Takes out the fear residing deep inside our hearts.

Rating: 8/10

Running Time: 139 minutes

US Certificate: R UK Certificate: 18


Apocalypto is set during the decline of the Mayan civilisation when the big-wigs feel they need to build more temples and make sacrifices to stave off their god’s wrath. They start rounding up villagers to sacrifice and they capture Jaguar Paw (Youngblood), but this young man will stop at nothing to save his pregnant wife (Hernández) and family.

Credit where it’s due – Mel Gibson (love him or hate him) took a lot of risks in the making of Apocalypto. Extinct languages with subtitles and the use of relatively unknown actors are usually enough to put off many cinema-goers before they’ve even finished watching the trailer. However, Apocalypto ended up as a big success story probably due to the exposure it gained from having Mad Mel at the helm.

Maybe that is a bit unfair as this is a good movie. There’s plenty of gory but well-executed action and, despite difficult circumstances, the characterisation and acting has given us characters to root for and to despise. The attention to detail is marvellous and the dialogue is in the best part sounds genuine (except for one line that sticks out like a sore thumb).  Gibson must be credited here for his skills as a director as well as the cast who give the film a real authenticity and provide beautiful cinematography. Although, similar to The Passion of the Christ, your opinion regarding the authenticity will usually be affected by your levels of cynicism – is Mel just being pretentious and overdoing it all? I don’t think so – take his name away and no-one would care.

As is the norm for these kinds of epics, Apocalypto is slightly too long and there are some scenes that could have been cut – how many times can you watch someone run through a forest, for example.
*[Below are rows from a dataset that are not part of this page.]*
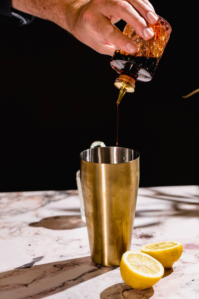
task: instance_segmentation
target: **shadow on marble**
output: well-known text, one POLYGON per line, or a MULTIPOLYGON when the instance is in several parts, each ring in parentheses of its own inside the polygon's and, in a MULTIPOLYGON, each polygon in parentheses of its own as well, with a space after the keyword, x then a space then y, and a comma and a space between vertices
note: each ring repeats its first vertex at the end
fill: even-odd
POLYGON ((172 267, 171 268, 170 268, 170 269, 166 269, 165 268, 164 274, 163 274, 163 276, 161 279, 163 278, 164 277, 166 277, 166 276, 168 276, 169 275, 170 275, 170 274, 171 274, 173 272, 173 269, 172 267))
MULTIPOLYGON (((197 186, 198 189, 198 193, 199 193, 199 186, 197 186)), ((199 203, 199 196, 198 194, 193 194, 189 193, 188 195, 183 196, 180 195, 176 195, 176 194, 168 194, 167 193, 161 192, 159 190, 156 190, 153 189, 153 187, 149 187, 148 189, 151 190, 153 192, 153 194, 151 195, 148 195, 144 194, 143 195, 142 194, 141 190, 140 190, 139 195, 140 196, 143 196, 145 197, 149 197, 150 198, 155 199, 163 199, 167 200, 172 202, 186 202, 183 200, 183 199, 187 199, 188 200, 187 202, 191 203, 190 200, 192 199, 195 200, 198 199, 198 203, 199 203), (181 201, 180 199, 182 199, 183 200, 181 201)), ((194 203, 195 203, 195 202, 194 203)))
POLYGON ((116 268, 97 266, 90 256, 36 265, 29 268, 19 267, 0 273, 1 298, 40 299, 116 268))
POLYGON ((117 283, 106 289, 100 294, 100 299, 148 299, 153 296, 154 290, 150 288, 143 291, 132 289, 125 283, 117 283))
POLYGON ((30 226, 44 227, 49 229, 72 229, 86 226, 81 216, 66 215, 44 218, 38 222, 29 223, 30 226))

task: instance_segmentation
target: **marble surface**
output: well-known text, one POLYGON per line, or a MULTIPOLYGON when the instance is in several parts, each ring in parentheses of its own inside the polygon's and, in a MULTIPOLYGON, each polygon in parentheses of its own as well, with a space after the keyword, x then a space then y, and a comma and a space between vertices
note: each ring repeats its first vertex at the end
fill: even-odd
POLYGON ((140 188, 131 249, 181 242, 182 256, 153 287, 92 262, 77 191, 0 193, 1 299, 198 299, 199 187, 140 188))

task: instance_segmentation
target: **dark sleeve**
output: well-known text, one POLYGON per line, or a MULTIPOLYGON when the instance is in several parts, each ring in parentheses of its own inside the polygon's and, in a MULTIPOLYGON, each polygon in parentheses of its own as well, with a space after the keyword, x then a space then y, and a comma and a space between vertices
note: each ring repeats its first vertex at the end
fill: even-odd
POLYGON ((16 25, 25 25, 34 17, 11 7, 11 0, 0 0, 0 19, 16 25))

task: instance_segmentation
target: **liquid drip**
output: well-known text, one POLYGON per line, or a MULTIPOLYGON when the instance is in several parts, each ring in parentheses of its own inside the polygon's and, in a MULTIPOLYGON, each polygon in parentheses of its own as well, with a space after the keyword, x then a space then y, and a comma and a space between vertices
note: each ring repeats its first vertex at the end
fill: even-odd
POLYGON ((118 106, 118 126, 117 128, 117 142, 116 143, 116 146, 117 147, 118 146, 118 117, 119 115, 118 113, 118 107, 119 106, 119 103, 117 103, 117 105, 118 106))

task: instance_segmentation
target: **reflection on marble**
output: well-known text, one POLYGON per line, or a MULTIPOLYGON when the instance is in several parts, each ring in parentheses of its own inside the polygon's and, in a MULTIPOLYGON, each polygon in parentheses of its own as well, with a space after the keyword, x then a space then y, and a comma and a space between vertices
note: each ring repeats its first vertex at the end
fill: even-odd
POLYGON ((199 298, 199 188, 140 188, 131 249, 181 242, 181 257, 152 288, 132 289, 119 268, 90 256, 77 190, 0 193, 0 298, 199 298))

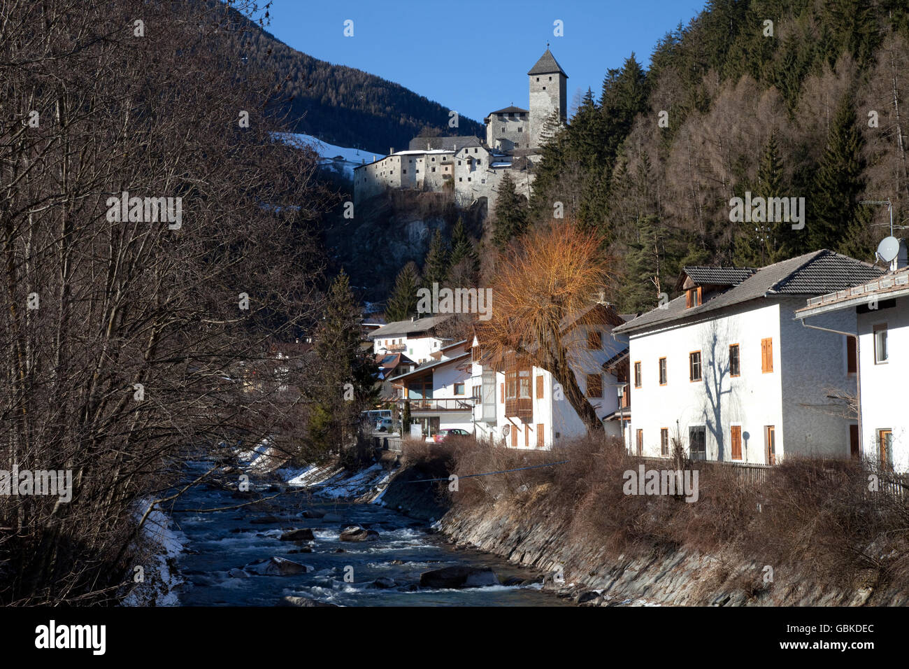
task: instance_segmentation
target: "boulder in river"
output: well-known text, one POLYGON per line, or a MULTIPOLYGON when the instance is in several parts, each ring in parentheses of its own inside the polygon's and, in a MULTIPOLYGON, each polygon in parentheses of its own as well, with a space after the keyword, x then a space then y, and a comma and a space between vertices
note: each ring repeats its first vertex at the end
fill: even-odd
POLYGON ((299 530, 291 530, 281 535, 282 542, 312 542, 315 539, 315 537, 313 536, 313 531, 308 527, 300 528, 299 530))
POLYGON ((491 567, 456 564, 420 574, 422 588, 483 588, 498 584, 499 578, 491 567))
POLYGON ((295 573, 315 571, 315 567, 275 556, 271 560, 257 560, 255 563, 250 563, 244 569, 263 576, 293 576, 295 573))
POLYGON ((367 530, 359 525, 348 526, 338 536, 342 542, 375 542, 378 538, 379 532, 375 530, 367 530))
POLYGON ((337 604, 329 603, 328 602, 319 602, 317 599, 294 597, 293 595, 287 595, 282 600, 282 603, 285 606, 337 606, 337 604))
POLYGON ((394 588, 397 583, 394 579, 382 576, 381 578, 375 579, 373 583, 367 585, 367 588, 378 588, 379 590, 387 590, 388 588, 394 588))

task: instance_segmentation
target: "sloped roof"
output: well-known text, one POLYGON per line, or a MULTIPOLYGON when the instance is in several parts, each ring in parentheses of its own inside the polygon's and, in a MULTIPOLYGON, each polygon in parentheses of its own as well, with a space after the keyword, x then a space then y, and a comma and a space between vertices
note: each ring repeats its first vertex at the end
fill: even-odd
POLYGON ((768 265, 697 307, 686 309, 684 296, 680 296, 663 309, 647 311, 614 331, 624 333, 645 329, 769 295, 821 295, 843 290, 873 280, 883 273, 883 269, 866 262, 822 248, 768 265))
MULTIPOLYGON (((683 276, 687 276, 700 286, 734 286, 756 272, 754 268, 734 267, 686 267, 682 269, 683 276)), ((676 290, 682 289, 684 279, 680 278, 675 285, 676 290)))
POLYGON ((565 75, 565 71, 562 69, 562 66, 555 62, 555 56, 553 56, 553 52, 546 49, 545 53, 540 56, 540 59, 536 61, 536 65, 530 68, 528 75, 551 75, 558 72, 561 75, 564 75, 567 79, 568 75, 565 75))
POLYGON ((530 114, 530 112, 526 109, 522 109, 519 106, 512 105, 503 109, 496 109, 494 112, 489 112, 489 116, 487 116, 486 118, 489 118, 489 117, 493 116, 493 114, 530 114))
POLYGON ((460 355, 455 355, 455 356, 452 356, 451 358, 446 358, 444 360, 433 360, 432 362, 425 362, 424 364, 422 364, 419 367, 414 369, 413 370, 405 372, 404 374, 398 374, 397 376, 393 376, 388 380, 395 381, 395 380, 397 380, 398 379, 404 379, 406 376, 413 376, 415 374, 421 374, 424 371, 425 371, 426 370, 432 370, 432 369, 434 369, 435 367, 441 367, 442 365, 447 365, 450 362, 457 362, 458 360, 464 360, 464 358, 466 358, 469 355, 470 355, 470 351, 466 351, 464 353, 461 353, 460 355))
POLYGON ((426 319, 415 319, 415 320, 395 320, 394 323, 383 325, 378 329, 374 329, 366 336, 373 340, 379 337, 406 335, 412 332, 425 332, 450 318, 450 314, 445 314, 444 316, 430 316, 426 319))

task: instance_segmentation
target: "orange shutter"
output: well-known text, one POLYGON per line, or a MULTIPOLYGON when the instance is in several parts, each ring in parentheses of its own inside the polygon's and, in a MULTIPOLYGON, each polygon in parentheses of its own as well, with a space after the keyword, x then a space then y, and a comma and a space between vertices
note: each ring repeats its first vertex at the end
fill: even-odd
POLYGON ((732 438, 733 460, 742 460, 742 426, 733 425, 730 427, 729 436, 732 438))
For me, I normally find that the answer is around seven.

It's Got: Gory but decent action, not much to say, great cinematography

It Needs: To be a little shorter with some scenes cut, one massively annochronistic line cut (you know which one I mean), a lack of cynicism

DVD Extras We have a solitary Deleted Scene, a softly spoken commentary track and a ‘Becoming Mayan: Creating Apocalypto’ that overlaps quite a bit - not bad and I don't think much more historical stuff was needed DVD Extras Rating: 6/10


Depending on your viewpoint, it’s either pretentiousy over-the-top or a great story mixed with impressively authentic detail. (The answer is ‘b’.)